Senate version reported (S.Rept. 107-223), July 25, 2002; House version reported (H.Rept.
107-623) July 26.
H.R. 5320/S. 2766
Departments of Labor, Health and Human Services, and Education Appropriations,
FY2003. House version provides $143.8 million for CDC international HIV/AIDS programs
and permits $100 million to be made available by the National Institute of Allergy and
Infections Diseases of the National Institutes of Health as a contribution to the Global Fund
Senate version similarly provides that $100 million may be made available to the Fund and
$168.8 million for CDC international HIV/AIDS programs. Senate report language
recommends that $10 million be provided for the Department of Labor’s AIDS in the
workplace initiative, but solely for the purpose of funding workplace-based AIDS education
and prevention programs of the International Labor Organization.
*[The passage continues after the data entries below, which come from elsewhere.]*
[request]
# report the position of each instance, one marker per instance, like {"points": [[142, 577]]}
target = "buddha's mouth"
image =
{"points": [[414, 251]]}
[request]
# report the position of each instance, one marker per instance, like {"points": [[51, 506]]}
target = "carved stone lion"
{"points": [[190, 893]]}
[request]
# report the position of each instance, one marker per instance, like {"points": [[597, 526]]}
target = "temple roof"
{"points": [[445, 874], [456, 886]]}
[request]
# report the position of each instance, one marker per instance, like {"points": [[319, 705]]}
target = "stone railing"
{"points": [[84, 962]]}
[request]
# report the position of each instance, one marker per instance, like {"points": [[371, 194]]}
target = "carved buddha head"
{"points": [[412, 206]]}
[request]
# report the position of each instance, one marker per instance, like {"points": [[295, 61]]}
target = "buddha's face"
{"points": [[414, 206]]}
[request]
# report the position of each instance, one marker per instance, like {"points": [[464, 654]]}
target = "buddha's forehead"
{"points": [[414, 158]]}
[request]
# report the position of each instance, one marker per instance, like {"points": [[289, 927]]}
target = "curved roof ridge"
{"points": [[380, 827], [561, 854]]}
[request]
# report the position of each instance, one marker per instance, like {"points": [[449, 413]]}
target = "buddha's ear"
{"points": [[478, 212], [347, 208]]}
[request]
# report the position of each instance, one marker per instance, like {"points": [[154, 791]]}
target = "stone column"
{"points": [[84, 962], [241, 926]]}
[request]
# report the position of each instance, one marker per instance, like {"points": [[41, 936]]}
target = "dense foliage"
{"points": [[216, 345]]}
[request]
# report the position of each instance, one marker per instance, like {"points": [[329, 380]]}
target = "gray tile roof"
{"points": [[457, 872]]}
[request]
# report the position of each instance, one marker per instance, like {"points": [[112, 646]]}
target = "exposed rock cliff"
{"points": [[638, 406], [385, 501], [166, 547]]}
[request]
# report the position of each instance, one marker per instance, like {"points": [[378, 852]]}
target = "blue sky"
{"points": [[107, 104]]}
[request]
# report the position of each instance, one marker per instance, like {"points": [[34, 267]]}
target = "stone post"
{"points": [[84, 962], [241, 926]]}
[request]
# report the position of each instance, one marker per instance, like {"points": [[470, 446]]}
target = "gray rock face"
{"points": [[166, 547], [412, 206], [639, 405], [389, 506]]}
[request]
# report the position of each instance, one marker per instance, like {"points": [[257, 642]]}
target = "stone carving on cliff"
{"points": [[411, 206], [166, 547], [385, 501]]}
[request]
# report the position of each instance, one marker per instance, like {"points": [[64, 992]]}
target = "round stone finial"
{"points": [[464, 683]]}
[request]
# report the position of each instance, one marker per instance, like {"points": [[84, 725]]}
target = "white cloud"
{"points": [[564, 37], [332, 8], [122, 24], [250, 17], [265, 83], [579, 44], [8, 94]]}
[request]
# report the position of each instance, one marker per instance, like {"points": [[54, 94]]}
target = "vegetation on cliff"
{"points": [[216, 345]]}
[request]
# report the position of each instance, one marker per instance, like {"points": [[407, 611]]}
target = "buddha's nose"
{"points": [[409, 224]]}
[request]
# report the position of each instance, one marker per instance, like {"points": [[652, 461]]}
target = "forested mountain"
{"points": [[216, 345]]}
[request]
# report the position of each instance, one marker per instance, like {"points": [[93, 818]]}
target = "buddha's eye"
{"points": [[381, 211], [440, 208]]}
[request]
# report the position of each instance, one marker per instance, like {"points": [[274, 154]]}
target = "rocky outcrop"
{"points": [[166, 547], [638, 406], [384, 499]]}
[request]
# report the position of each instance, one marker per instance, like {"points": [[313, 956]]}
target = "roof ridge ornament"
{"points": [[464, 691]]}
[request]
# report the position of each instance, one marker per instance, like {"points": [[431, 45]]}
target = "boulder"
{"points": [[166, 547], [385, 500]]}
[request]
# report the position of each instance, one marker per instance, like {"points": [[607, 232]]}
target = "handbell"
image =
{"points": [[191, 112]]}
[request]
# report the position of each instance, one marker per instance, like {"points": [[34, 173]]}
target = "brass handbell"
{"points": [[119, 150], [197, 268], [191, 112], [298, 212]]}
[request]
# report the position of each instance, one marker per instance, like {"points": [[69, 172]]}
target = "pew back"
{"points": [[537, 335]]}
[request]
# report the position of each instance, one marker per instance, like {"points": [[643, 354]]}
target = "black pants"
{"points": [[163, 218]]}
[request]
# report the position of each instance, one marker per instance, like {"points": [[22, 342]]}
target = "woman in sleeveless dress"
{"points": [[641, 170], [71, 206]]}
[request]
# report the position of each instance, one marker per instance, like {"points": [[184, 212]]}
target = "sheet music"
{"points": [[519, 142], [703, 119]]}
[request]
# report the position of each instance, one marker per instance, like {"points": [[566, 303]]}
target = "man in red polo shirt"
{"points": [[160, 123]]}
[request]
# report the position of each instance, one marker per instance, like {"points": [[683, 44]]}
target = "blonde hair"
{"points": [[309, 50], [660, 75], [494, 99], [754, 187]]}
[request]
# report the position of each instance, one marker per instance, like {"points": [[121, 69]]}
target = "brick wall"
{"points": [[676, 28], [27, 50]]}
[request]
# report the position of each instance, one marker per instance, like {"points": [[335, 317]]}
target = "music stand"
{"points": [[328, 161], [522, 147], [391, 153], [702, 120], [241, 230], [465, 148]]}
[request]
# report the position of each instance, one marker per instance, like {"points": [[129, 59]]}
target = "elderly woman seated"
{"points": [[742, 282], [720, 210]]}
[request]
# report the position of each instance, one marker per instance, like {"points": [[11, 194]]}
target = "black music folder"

House version referred
to the Committee on Appropriations, September 4, 2002. Senate version reported (S.Rept.
107-216) July 22, 2002.
S. 15 (Kerry)
United States Leadership Against HIV/AIDS, Tuberculosis, and Malaria Act of 2002.
Generally similar to the Senate-passed version of H.R. 2069, but does not include the
provisions found in Title II of that bill (with respect to improvements in the enhanced HIPC
initiative), nor in Title VI. Also does not include provisions related to the Department of
Defense AIDS prevention program in Africa. Authorizes $750 million in FY2003 and $1.2
billion in FY2004 as a contribution to the Global Fund; $12 million in FY2003 and $15
million in FY2004 for the International AIDS Vaccine Initiative; authorizes $550 million in
FY2003 and $900 million in FY2004 for the bilateral HIV/AIDS programs of USAID;
authorizes $20 million in FY2004 for the health care professionals program; authorizes $30
million in FY2004 for the pilot program for children and families affected by AIDS.
Introduced on November 20, 2002 and referred to the Committee on Foreign Relations.